On the morning of the last snow day, I stay in bed late, let the sun come up without me. All night, strange dreams of riding trains. Fitful sleep.
I wake thinking of my father, who has been gone for many years. I am thinking of him, riding the train to see him in my dream, although this is not something that ever happened while he was alive.
A palpable absence. The shadowy outline of a man who hovered at the edges of my childhood – just beyond the rooms of my house, just out of reach.
The next day, M. leaves early for New York. There is silence in the house when he is gone.
I take my son to school, a route I have not traveled in some time. He is quiet, too. We wait behind the bus. When it pulls away, I drive up to the door. There is a teacher waiting just inside the glass doors to greet the students as they arrive. He runs toward her.
This is my life now, the dropping off, the picking up. The sitting around conference tables and sometimes, pacing a large room among flipcharts and whiteboards, clutching a clipboard or maybe staring at my phone. There is comfort in its contours – predictable, contained. Apprehensible.
I sit at my desk, peel an orange. Sip coffee. Such quiet pleasures, this bitter coffee, this sweet fruit. There is snow on the ground and there is sun today and the bright light reflecting on the snow through the slats of my window blinds seems a reminder of some higher order, something approaching the divine. This is, perhaps, as close as we get.
After my mother died, I called Hospice to volunteer. They gently told me no, that it was too soon. Wait a year, I was instructed, maybe two. This rejection stung. What I wanted most was to be with the dying.
There was no comfort in being with the living. They were too vibrantly, urgently alive: My college friends were piling into cars and driving to New Hampshire for a weekend in the woods. Or pulling all-nighters studying for exams. Or playing pool and drinking beer and smoking cigarettes. Those were not my people. Not now. I wanted to find solace among the suffering.
I languished. I took a part-time job at a law firm. I drafted letters and copyedited reports. I stood by the copy machine and waited while it spit out sheet after sheet of paper, warm from its machinery. I walked these pages around the office, handed them to people. Sometimes, they handed things back. I made stacks on my desk. I made labels for file folders.

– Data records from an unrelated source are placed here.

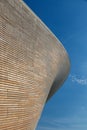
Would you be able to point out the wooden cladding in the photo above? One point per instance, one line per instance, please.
(30, 59)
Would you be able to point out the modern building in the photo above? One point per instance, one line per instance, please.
(33, 65)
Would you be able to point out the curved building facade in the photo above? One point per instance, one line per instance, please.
(33, 65)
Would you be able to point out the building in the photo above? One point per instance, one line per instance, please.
(33, 65)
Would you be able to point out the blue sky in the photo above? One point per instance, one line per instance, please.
(67, 19)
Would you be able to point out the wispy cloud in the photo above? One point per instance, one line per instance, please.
(79, 80)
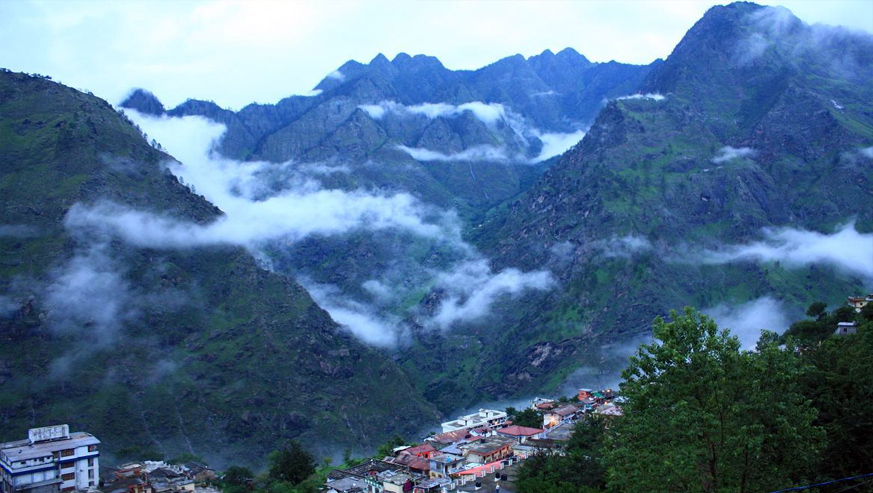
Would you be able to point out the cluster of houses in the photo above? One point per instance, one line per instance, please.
(155, 477)
(471, 448)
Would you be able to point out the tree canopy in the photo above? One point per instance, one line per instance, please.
(292, 463)
(702, 415)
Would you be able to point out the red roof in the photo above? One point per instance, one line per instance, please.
(519, 431)
(484, 467)
(420, 450)
(451, 436)
(566, 410)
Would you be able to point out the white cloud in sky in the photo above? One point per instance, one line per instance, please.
(362, 320)
(652, 96)
(265, 202)
(747, 320)
(846, 249)
(471, 290)
(555, 144)
(476, 153)
(728, 153)
(237, 52)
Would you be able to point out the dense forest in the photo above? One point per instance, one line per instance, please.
(702, 415)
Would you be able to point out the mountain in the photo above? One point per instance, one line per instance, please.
(192, 349)
(755, 121)
(470, 139)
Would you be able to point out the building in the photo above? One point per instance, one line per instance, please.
(488, 450)
(484, 418)
(520, 433)
(846, 328)
(51, 459)
(859, 302)
(443, 466)
(557, 416)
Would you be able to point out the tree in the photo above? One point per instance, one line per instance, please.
(579, 469)
(817, 310)
(703, 416)
(292, 464)
(238, 475)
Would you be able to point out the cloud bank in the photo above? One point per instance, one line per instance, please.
(472, 289)
(746, 321)
(555, 144)
(270, 205)
(847, 250)
(651, 95)
(728, 153)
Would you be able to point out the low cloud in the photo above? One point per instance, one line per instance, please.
(555, 144)
(477, 153)
(90, 298)
(651, 95)
(728, 153)
(17, 231)
(262, 201)
(747, 320)
(268, 205)
(472, 288)
(776, 31)
(362, 320)
(8, 306)
(847, 250)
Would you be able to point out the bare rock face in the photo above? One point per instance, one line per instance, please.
(144, 102)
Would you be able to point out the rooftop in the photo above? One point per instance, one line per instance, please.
(519, 431)
(21, 450)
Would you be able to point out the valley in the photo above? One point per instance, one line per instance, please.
(410, 241)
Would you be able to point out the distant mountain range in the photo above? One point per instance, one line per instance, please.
(720, 177)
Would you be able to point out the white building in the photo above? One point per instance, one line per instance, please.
(51, 460)
(485, 417)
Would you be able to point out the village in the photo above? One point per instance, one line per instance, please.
(475, 452)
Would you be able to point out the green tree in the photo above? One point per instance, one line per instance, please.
(578, 469)
(238, 475)
(703, 416)
(841, 385)
(817, 310)
(292, 464)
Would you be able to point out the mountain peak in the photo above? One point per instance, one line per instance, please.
(143, 101)
(380, 60)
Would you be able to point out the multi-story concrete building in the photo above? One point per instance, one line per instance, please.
(484, 418)
(50, 460)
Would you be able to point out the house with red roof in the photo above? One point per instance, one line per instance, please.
(520, 433)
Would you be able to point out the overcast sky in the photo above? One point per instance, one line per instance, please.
(240, 52)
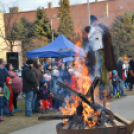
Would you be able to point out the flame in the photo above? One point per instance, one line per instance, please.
(83, 83)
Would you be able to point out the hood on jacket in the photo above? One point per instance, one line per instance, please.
(8, 79)
(35, 62)
(26, 66)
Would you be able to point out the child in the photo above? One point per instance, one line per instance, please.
(73, 80)
(48, 79)
(56, 89)
(44, 94)
(10, 103)
(116, 79)
(41, 68)
(3, 102)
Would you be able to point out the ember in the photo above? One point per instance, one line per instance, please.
(85, 114)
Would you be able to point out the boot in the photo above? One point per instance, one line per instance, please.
(43, 111)
(47, 111)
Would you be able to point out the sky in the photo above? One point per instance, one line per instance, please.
(26, 5)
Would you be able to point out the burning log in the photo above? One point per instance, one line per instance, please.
(55, 117)
(58, 98)
(85, 99)
(90, 92)
(121, 119)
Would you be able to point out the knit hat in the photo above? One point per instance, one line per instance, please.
(29, 61)
(42, 81)
(71, 70)
(55, 72)
(93, 18)
(120, 59)
(114, 71)
(47, 77)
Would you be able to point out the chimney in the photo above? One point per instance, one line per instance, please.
(106, 10)
(14, 9)
(50, 5)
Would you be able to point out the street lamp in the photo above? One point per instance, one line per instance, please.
(88, 1)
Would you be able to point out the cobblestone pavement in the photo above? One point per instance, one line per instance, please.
(123, 106)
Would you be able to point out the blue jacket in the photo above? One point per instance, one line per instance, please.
(54, 87)
(117, 80)
(3, 101)
(44, 92)
(3, 76)
(65, 75)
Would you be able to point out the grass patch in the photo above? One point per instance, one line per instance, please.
(19, 121)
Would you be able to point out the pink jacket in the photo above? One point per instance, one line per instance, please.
(16, 81)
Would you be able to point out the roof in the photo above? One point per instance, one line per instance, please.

It is not something I would choose to do now. Now, I think it would be too hard. The relentless reminders of mortality. The continuous practice of loss.

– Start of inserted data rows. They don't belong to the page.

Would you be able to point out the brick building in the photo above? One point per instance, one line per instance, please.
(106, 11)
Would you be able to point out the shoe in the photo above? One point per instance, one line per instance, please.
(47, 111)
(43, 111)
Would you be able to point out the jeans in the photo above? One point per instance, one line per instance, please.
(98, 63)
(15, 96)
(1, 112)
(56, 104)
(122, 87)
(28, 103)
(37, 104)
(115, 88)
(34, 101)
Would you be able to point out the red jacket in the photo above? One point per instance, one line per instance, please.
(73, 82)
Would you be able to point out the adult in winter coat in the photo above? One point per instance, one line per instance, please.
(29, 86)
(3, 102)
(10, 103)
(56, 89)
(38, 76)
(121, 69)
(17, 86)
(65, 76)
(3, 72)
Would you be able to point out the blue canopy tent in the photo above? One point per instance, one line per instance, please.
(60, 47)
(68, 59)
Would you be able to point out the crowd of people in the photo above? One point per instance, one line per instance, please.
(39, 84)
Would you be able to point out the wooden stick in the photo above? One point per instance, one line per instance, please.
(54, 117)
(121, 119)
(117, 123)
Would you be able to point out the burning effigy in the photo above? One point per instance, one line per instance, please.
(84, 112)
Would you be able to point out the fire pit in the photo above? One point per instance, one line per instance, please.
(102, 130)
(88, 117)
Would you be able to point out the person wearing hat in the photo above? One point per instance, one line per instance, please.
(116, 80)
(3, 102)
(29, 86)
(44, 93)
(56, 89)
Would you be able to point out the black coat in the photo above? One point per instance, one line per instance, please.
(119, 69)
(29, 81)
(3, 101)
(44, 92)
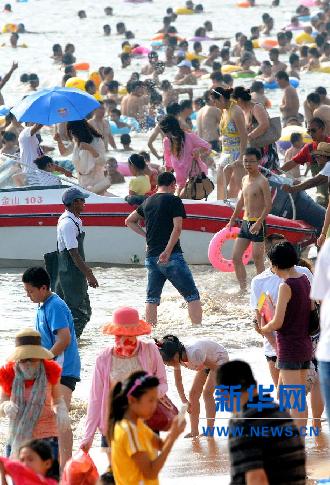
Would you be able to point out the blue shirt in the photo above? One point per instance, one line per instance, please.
(52, 315)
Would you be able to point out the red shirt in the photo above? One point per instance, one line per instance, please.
(305, 155)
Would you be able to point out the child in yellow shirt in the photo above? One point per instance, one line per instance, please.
(134, 446)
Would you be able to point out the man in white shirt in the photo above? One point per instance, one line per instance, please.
(268, 282)
(321, 291)
(73, 275)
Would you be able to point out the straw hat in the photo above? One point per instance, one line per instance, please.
(126, 322)
(323, 149)
(28, 346)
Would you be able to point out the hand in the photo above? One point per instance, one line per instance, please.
(86, 446)
(255, 228)
(9, 409)
(320, 240)
(164, 257)
(176, 428)
(91, 280)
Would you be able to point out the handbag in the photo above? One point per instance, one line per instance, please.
(198, 186)
(314, 321)
(270, 136)
(162, 418)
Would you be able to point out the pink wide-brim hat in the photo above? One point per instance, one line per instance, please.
(126, 322)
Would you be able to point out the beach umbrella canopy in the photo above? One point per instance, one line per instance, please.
(55, 105)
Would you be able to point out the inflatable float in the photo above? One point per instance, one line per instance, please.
(215, 254)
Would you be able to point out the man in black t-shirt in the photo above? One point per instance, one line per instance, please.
(163, 213)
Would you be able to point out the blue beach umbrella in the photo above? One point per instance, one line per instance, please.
(55, 105)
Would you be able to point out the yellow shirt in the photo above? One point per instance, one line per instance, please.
(128, 440)
(140, 184)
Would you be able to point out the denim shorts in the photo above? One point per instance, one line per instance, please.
(289, 365)
(176, 271)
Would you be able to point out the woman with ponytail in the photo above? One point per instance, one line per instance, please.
(257, 123)
(137, 453)
(234, 141)
(180, 149)
(204, 356)
(126, 355)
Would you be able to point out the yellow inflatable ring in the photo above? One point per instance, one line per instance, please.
(304, 38)
(184, 11)
(76, 82)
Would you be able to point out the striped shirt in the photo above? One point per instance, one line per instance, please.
(281, 457)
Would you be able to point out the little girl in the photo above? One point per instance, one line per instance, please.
(203, 356)
(35, 465)
(140, 182)
(137, 454)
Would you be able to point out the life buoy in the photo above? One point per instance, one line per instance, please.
(215, 255)
(81, 66)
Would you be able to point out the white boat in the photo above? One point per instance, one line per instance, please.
(28, 218)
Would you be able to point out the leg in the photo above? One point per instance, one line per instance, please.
(195, 312)
(258, 252)
(208, 396)
(274, 372)
(296, 377)
(156, 281)
(66, 438)
(324, 371)
(317, 403)
(194, 397)
(240, 246)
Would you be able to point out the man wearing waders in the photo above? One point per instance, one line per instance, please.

We need, I think, witnesses to our final hours. And there will be others, I expect, beside whose beds I will sit as the breath leaves their bodies. But not yet, I hope. Not now.
My mother believed that there were many more occasions than the formal holidays that were worth celebrating. We marked half-birthdays, the anniversaries of our adoptions. Report card days. Dance recitals. Some years, we celebrated the first day of spring or of winter.
On these occasions, we ate cake for breakfast or wore crowns of paper flowers. We went for ice cream sundaes and stayed up late or we tied ribbons around all the doorknobs of our house.
I took this from her, these impulses, or I did at least for a time. Wanting to imbue as many days as possible with an aura of celebration. Light up these simple days. Make these humble hours shine.
I find it difficult to sit still in the humble hours. Celebrations and their attendant pleasures are seductive.
Then after, untying the bows and discarding paper crowns, thinking next time, we will do more. Next time, won’t our pleasures be multiplied?
I wrap a few small gifts for my family late last night and leave them on the dining room table for them to find this morning.
We stand around for the few minutes we have when we are all back together again, before we head off in different directions. There is unwrapping. There are small sounds of delight. We embrace each other. We touch. We wish each other well.
Outside, from the porch, we see that a light snow has fallen while we slept. It has covered over the snow that had been muddied by passing cars. It obscures, for a time, the dark ground beneath.